Stocks hit an all-time high, and Biden breaks Hoover’s record for profits

U.S. stocks closed at a record high on Wednesday when Joe Biden was sworn in as the 46th president – with the new commander-in-chief setting a record for stock gains between his election and his inauguration.

The benchmark of the S&P 500 index ended 14 percent higher on the day of the inauguration than on election day. This, according to MarketWatch, brought a record set in 1928 by President Hoover in 1928.

Biden will waste little time flipping through the Trump era, assistants said, signing 15 afternoon management actions this afternoon on issues ranging from the COVID-19 pandemic to the economy to climate change.

“I’m not sure the politics of the inauguration day did much, but certainly the expectation of a trillion plus stimulus,” said Ross Mayfield, investment strategy analyst at Baird, in Milwaukee, Wisconsin.

The Dow has gained about 57 percent and the S&P 500 has advanced about 68 percent since Donald Trump took office on January 20, 2017, which can be compared to a 65 percent jump in the Dow and a 75 percent gain in the Dow. S&P during the first term of the Obama administration.

Wall Street’s major indices have scaled record highs in recent months, with the Dow slipping Dow by about 13 percent since the November presidential election as investors recovered strongly in 2021 as a result of the deployment of COVID-19 and ‘ a larger emergency plan for pandemic.

Shares of the world’s largest streaming service Netflix rose on Wednesday after they said they would no longer have to borrow billions of dollars to fund its TV shows and movies.

The rest of the FAANG group all jumped with the results that would be in the coming weeks.

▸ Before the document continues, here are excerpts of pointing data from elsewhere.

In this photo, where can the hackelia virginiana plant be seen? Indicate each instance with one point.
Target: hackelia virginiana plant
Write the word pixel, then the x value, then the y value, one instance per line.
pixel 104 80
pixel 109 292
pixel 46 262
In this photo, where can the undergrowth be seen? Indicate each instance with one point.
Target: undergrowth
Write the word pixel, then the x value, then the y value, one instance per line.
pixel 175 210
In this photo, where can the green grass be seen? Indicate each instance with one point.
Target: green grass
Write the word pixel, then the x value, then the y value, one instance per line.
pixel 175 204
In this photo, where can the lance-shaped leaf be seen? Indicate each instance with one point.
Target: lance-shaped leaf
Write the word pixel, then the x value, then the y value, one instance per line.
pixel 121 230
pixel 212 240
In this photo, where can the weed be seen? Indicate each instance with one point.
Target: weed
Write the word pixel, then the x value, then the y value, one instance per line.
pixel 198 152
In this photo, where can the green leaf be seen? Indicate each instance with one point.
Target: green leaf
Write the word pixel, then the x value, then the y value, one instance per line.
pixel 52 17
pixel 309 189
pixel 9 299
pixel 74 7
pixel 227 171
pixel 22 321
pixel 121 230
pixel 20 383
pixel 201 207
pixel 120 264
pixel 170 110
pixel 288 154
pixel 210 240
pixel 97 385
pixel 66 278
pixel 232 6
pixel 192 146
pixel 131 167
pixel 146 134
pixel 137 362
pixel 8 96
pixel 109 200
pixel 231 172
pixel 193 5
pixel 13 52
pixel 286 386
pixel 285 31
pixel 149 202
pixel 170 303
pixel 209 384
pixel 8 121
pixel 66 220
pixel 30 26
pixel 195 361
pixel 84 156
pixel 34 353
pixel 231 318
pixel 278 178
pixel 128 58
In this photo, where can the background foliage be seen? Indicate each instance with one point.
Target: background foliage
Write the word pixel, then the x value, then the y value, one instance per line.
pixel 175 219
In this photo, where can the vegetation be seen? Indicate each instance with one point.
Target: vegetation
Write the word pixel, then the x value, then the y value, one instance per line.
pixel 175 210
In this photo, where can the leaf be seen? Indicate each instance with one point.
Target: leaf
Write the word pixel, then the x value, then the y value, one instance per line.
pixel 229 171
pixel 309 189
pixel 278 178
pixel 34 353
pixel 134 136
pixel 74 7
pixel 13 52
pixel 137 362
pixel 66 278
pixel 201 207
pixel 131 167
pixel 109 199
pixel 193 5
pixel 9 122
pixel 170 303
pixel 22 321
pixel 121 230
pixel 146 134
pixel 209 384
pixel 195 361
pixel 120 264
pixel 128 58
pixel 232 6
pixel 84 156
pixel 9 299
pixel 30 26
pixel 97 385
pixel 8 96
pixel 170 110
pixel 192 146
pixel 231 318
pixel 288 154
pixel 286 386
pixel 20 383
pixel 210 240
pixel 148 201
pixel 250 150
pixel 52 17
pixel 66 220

The NYSE FANG + TM index also rose.

“This is a technological achievement day that has been pretty rare during the last two or three months, since the cyclical rotation is so ongoing,” Mayfield said.

Nearly all of the 11 major S&P sectors made progress in afternoon trading, with communications services, discretionary consumers and technology among the biggest gains.

Morgan Stanley locked up the results of major US credit providers, although it made a quarterly profit driven by estimates driven by strong trading.

As stock market valuations are nearly 20 years high, investors hope corporate results and profit prospects will help them determine the extent to which the valuations are justified.

Unofficially, the Dow Jones Industrial Average rose 257.86 points, or 0.83 percent, to 31,188.38, the S&P 500 rose 52.94 points, or 1.39 percent, to 3,851.85, and the Nasdaq Composite rose. 260.07 points, or 1.97 percent, added to 13,457.25.